Feature

Docs push back on step therapy in Medicare Advantage


 

A new policy that allows Medicare Advantage plans to use step therapy to control spending on prescription drug administered in the office is not going over well with doctors.

Dr. David I. Daikh

Dr. David I. Daikh

The Centers for Medicare & Medicaid Services announced the policy change Aug. 7, which will give Medicare Advantage plan sponsors the “choice of implementing step therapy to manage Part B drugs, beginning Jan. 1, 2019,” the agency said in a statement.
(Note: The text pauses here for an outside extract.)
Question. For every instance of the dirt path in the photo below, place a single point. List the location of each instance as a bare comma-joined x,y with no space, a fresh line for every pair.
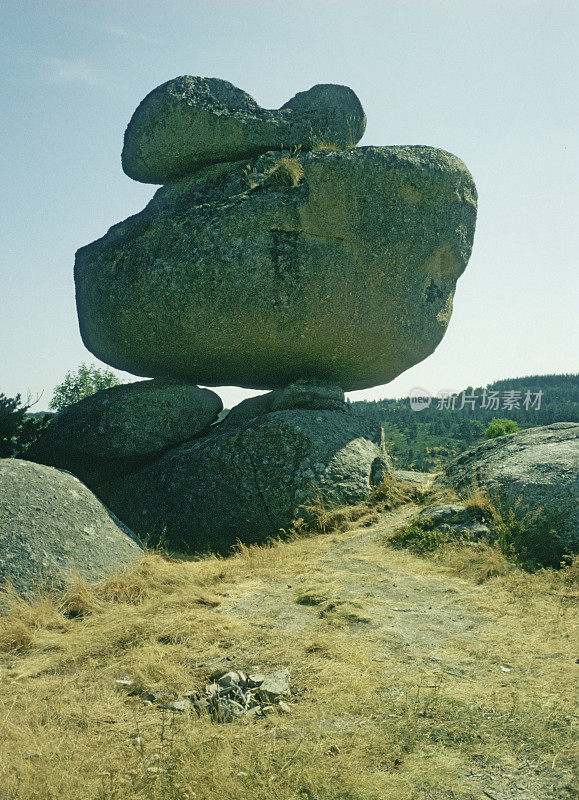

Step therapy, as described by the announcement “is a type of prior authorization for drugs that begins medication for a medical condition with the most preferred drug therapy and progresses to other therapies only if necessary, promoting better clinical decisions.”

Doctors aren’t having it.

“Put simply, this policy change is a gross affront to America’s sickest Medicare patients – individuals living with diseases like inflammatory arthritis and cancer – who depend on timely access to safe, affordable, and high-quality treatments,” American College of Rheumatology President David Daikh, MD, PhD, said in a statement.

“Utilization management techniques like step therapy prevent and delay important treatments for rheumatic disease patients, which can result in irreversible joint or organ damage,” Dr. Daikh continued. “At the same time that medical research is showing that early institution of effective treatment prevents such damage, CMS is instituting a policy that will makes it much more difficult for patients to get this treatment in time.”

The action is part of the broader Trump administration initiative to lower the prices and out-of-pocket costs of prescription drugs as outlined in the American Patients First blueprint.

By “implementing step therapy along with care coordination and drug adherence programs in [Medicare Advantage], it will lower costs and improve the quality of care for Medicare beneficiaries,” CMS officials said in a statement. The move to allow step therapy will give Medicare Advantage plan sponsors the ability to negotiate the designation of a preferred drug, something the agency believes could result in lower prices for these drugs, which in turn will lower the copays for Medicare beneficiaries.

Plan sponsors will be required to pass savings onto beneficiaries through some sort of rewards program, according to a memo detailing the policy change, which also notes that plan rewards “cannot be offered in the form of cash or monetary rebate, but may be offered as gift cards or other items value to all eligible enrollees.”

The value of the rewards must be more than half of the savings generated from implementing the step therapy program, according to the memo.

CMS officials noted that there will be a process that beneficiaries can follow if they believe they need direct access to a drug that would otherwise be available only after failing on another drug.

The American Society of Clinical Oncology also voiced its objection.

Dr. Barbara L. McAneny is president of the American Medical Association

Dr. Barbara L. McAneny

“ASCO strongly opposes the Centers for Medicare & Medicaid Services decision to allow Medicare Advantage plans to employ step therapy,” ASCO President Monica Bertagnolli, MD, said in a statement. “Step therapy requires patients to try and fail to have a desired clinical outcome on a lower-cost medications before they can access the medication prescribed by their health care provider. This not only delays patient access to proper treatments, [but it also] potentially leads to irreversible disease progression and other significant patient health risks.”